Coureur professionnel pendant cinq ans, Mathieu gère aujourd’hui un magasin de cycles. Parmi les quelques souvenirs de son père gardés précieusement, son maillot de champion du monde. C’était en 1984 à Barcelone. Le point d’orgue de sa carrière. Mais Criquielion, c’est aussi une poussée de Steve Bauer à Renaix en 87. Le geste empêche Claudy de remporter un deuxième titre mondial. L’image reste ancrée dans l’histoire du sport belge.

 C’est assez paradoxal. 

Vous regrettez peut-être que quand on pense à Criquielion, on pense d’abord à Renaix ?, lui a demandé Serge Vermeiren. « Oui, parce qu’on pense à Renaix et on pense au fait qu’il n’ait jamais gagné Liège-Bastogne-Liège. Plus peut-être qu’au fait qu’il ait gagné le Tour de Flandres. Donc c’est un peu cruel. C’est assez paradoxal. On gagne le Tour de Flandres et on retient surtout la deuxième place de Liège-Bastogne-Liège ».

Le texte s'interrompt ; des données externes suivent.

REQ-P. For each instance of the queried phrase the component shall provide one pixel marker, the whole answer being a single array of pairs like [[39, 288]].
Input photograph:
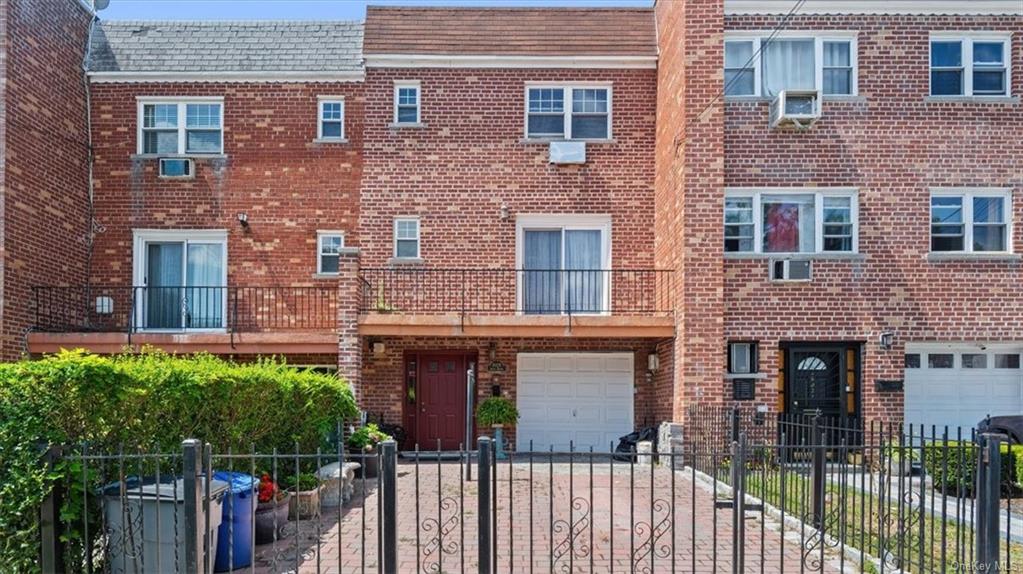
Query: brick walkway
[[532, 535]]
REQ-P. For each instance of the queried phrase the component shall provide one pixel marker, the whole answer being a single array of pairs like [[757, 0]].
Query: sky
[[305, 9]]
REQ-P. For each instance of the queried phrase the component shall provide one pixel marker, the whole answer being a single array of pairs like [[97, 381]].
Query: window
[[192, 126], [331, 119], [328, 246], [790, 221], [970, 221], [570, 113], [406, 237], [181, 278], [563, 262], [406, 102], [756, 67], [970, 67], [742, 358]]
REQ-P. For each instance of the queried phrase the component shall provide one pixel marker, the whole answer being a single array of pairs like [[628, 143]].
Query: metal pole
[[389, 498], [988, 490], [484, 444], [192, 467]]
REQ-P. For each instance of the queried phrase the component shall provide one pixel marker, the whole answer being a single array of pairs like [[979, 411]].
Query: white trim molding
[[877, 7], [460, 60], [225, 77]]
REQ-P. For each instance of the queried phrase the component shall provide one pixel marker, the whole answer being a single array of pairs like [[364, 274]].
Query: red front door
[[442, 402]]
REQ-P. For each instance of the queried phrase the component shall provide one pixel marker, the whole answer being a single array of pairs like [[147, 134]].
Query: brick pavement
[[611, 534]]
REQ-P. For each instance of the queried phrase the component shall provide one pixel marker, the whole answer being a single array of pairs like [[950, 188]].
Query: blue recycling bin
[[234, 536]]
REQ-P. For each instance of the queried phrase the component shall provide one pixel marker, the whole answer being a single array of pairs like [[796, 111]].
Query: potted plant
[[305, 489], [363, 444], [495, 412], [271, 511]]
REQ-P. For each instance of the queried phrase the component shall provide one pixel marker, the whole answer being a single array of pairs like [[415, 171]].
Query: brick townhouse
[[610, 216]]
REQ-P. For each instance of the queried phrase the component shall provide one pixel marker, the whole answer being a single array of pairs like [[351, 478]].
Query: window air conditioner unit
[[791, 269], [568, 151], [176, 167], [795, 107]]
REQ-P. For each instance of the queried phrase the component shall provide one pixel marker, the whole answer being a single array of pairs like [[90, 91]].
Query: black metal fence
[[129, 309], [904, 502], [539, 292]]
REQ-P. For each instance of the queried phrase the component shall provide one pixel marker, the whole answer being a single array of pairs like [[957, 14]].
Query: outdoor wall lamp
[[886, 340]]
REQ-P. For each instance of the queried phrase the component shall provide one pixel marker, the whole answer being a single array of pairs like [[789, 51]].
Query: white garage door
[[960, 385], [585, 398]]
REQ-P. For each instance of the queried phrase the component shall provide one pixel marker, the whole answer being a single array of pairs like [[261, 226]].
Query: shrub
[[149, 400], [953, 468], [496, 410]]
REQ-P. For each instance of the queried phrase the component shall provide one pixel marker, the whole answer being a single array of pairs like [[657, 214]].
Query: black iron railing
[[539, 292], [130, 309]]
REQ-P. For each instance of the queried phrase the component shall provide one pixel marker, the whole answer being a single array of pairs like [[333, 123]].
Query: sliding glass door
[[183, 285], [563, 271]]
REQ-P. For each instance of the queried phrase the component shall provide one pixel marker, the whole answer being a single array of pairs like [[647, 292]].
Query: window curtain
[[164, 281], [584, 275], [788, 64], [205, 296], [541, 271]]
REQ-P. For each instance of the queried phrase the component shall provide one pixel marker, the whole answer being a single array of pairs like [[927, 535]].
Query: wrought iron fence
[[538, 292], [129, 309], [750, 506]]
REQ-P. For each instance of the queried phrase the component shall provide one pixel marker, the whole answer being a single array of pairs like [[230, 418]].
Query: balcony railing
[[518, 292], [234, 309]]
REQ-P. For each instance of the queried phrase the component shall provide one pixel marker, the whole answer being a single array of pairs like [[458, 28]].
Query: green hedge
[[149, 400], [953, 469]]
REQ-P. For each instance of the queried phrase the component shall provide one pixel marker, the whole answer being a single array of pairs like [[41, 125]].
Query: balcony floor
[[453, 324]]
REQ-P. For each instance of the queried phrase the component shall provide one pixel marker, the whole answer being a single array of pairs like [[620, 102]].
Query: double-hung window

Mais le nom de Criquielion est resté une source d’inspiration pour de nombreuses générations de coureurs. « Oui, certainement, constate Mathieu Criquielion. Je pense qu’il ne faut pas aller plus loin que Philippe Gilbert, car quand il remporte le Tour des Flandres, la première personne dont il nomme le nom après la course, je pense que c’est papa. Donc quand un gars comme ça en parle directement après sa victoire au Tour des Flandres, ça veut dire qu’il a marqué les époques ».

Dix ans après son décès, Lessines, son village, n’oublie pas son champion. Une carrière, un palmarès, mais aussi et surtout un nom qui fait la fierté de toute une région et d’un fils. « Je me souviendrai toujours de ma première course, raconte Mathieu Criquielion. Je n’avais jamais fait de vélo de ma vie et à l’inscription, les parents des autres gamins disaient ‘C’est le fils de. Il ne faut pas lâcher sa roue’. Alors que je n’avais jamais fait de vélo de ma vie, il y avait déjà une pression ».

Mais Mathieu a su gérer cette pression : « J’avais le gros avantage d’être quelqu’un de très posé, très calme, sans stress. Donc ça ne m’a jamais vraiment posé de problème.» Un trait de caractère qu’il tient de son père ? « Il paraît ! », lance-t-il.